Les premières notes de l'introductif 'Jasmin' confirment cette tendance et rappellent Myrath à notre bon souvenir. Ce son familier nous saute aux oreilles comme une signature dès les premières mesures de 'Believer'. Cette combinaison unique de metal prog oriental puissant et mélodique est la marque de fabrique du groupe. Riffs grassouillets, claviers aux sonorités orientales, voix puissante, refrains accrocheurs et soli endiablés sont de retour pour le plus grand plaisir des fans.
On retrouve cette construction sur la plupart des titres, de 'Get Your Freedom Back' à 'Through Your Eyes' ou à 'Storm Of Lies' dont les mélodies immédiates font mouche dès la première écoute. Ce sont les claviers qui impriment la connotation orientale des thèmes ainsi que quelques instruments traditionnels (flûte et percussions sur 'Jasmin' et 'Duat'). 'Nobody's Lives' est un titre à part dans cet héritage puisque les lignes vocales délaissent quelque peu les sentiers du metal mélodique pour flirter avec le chant en arabe créant une ambiance langoureuse très immersive. Elyes Bouchoucha nous plonge dans ses racines tunisiennes lors du break central dont Malek Ben Arbia nous extirpe avec un solo d'une grande densité.
Si la majorité des titres tire vers un heavy mélodique de très bonne facture, Myrath sait aussi muscler le ton comme sur 'The Needle' ou l'intro saccadée laisse place à un déferlement de guitares heavy et rapides rappelant Meshuggah. Le refrain qui suit est simplement imparable et la mélodie s'installe immédiatement dans notre cerveau. Ce sont tout de même Orphaned Land pour les sonorités orientales ou Symphony X pour les touches de guitares très typées metal prog qui viennent à l'esprit en écoutant les titres les plus percutants s'enchaîner.
Le ton se fait plus doux en fin d'album avec 'I Want To Die' et 'Duat', power ballades où la mélancolie le dispute aux envolées aériennes des guitares sur des nappes de claviers enveloppantes. La première est l'expression d'une écriture qui s'est chargée émotionnellement depuis les précédents albums, puisque Myrath aborde des thèmes plus sérieux et plus ancrés dans la situation économique et sociale de la Tunisie, comme en témoignent les noms des pistes, évocateurs de cette tendance.
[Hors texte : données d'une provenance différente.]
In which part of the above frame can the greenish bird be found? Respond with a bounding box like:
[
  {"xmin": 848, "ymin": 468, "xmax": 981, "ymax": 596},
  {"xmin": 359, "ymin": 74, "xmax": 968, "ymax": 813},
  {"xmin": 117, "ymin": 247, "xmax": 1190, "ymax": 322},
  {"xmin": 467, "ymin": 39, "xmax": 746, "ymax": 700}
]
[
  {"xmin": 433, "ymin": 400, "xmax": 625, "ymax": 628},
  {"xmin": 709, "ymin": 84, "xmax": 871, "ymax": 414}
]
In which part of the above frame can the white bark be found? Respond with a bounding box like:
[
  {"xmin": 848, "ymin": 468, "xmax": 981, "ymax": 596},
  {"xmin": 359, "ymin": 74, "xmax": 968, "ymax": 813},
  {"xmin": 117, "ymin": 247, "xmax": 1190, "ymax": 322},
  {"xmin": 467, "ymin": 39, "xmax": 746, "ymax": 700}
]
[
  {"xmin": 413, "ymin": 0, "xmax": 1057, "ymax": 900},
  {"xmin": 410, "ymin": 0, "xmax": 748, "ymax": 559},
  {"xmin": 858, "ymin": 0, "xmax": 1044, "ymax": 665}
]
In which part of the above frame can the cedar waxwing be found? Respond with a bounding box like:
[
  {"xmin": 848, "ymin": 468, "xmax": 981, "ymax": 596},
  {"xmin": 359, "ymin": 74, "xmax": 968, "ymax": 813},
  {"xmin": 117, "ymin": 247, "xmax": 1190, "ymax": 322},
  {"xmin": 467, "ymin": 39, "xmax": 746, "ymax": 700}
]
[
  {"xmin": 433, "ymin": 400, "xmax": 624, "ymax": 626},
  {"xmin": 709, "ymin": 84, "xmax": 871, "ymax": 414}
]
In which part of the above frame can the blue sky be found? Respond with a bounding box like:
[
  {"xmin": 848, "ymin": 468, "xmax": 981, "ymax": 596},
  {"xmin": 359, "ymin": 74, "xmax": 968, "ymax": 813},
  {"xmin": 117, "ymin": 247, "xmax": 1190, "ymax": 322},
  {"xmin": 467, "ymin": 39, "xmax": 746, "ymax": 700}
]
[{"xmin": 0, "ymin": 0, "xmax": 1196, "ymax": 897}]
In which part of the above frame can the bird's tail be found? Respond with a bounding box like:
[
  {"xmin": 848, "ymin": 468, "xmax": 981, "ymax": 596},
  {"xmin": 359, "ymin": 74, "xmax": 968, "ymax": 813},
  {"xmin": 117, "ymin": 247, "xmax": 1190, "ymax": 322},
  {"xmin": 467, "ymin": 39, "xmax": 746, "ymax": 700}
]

La voix de Elyes en est le vecteur essentiel et ses modulations entre douceur et puissance à la Mats Leven (Amaseffer) sont l'un des atouts majeurs de ce "Legacy".
L'album s'inscrit dans la droite ligne de ce qu'a produit le groupe depuis ses débuts. La maturité dont Myrath fait preuve est évidente en assumant ostensiblement les aspects distinctifs de leur musique qui en font leur authenticité, à savoir la puissance des sonorités heavy prog, l'immédiateté des mélodies accrocheuses et le son typique du groupe. Certains reprocheront le manque d'originalité de l'ensemble globalement proche de "Tales From The Sand", mais la richesse de l'album et du groupe se situe dans la cohérence et l'homogénéité des onze pistes, appuyées par une production impeccable. Ils signent un album authentique qui affirme encore un peu plus leur style si particulier. "Legacy" trouvera donc naturellement son public auprès des fans du groupe ainsi qu'auprès des amateurs de heavy puissant et mélodique que la force émotionnelle des harmonies orientales saura charmer.